Dunja Mijatovic paid the visit on May 10, a day ahead of a talk she was scheduled to give at a conference devoted to the decriminalization of defamation.
Fatullayev was arrested in 2007 on charges of tax evasion, instigation of terror, and defamation. He was sentenced in 2007 to 8 1/2 years in jail on multiple charges, which he says were fabricated in retaliation for his published articles criticizing the authorities.
In April 2010, the Strasbourg-based European Court of Human Rights (ECHR) ruled that Fatullayev should be released and paid 25,000 euros compensation as the Azerbaijani government had violated his rights to freedom of expression and a fair trial.
Despite the ECHR ruling, authorities later convicted him on drug charges and extended his prison term.
Azerbaijan is the only South Caucasus state that regards defamation as a criminal offense. Media and human rights activists have called for the punishment of defamation to be excluded from the criminal code.
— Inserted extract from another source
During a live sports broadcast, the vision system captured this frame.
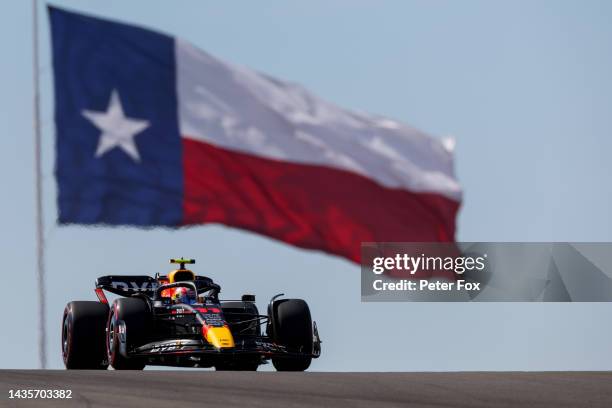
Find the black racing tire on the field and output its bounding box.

Azerbaijan Press Council Chairman Aflatun Amashov recently told journalists that a draft law on defamation has been submitted to parliament and is likely to be adopted soon.
Rashad Majid, editor in chief of "Newspaper 525," told RFE/RL on May 9 that the law should have been adopted at least three or four years ago.
"The issue of defamation is not very pressing for newspapers now. Those who want to insult someone use the virtual world or pseudonyms [when they write their articles]," he said.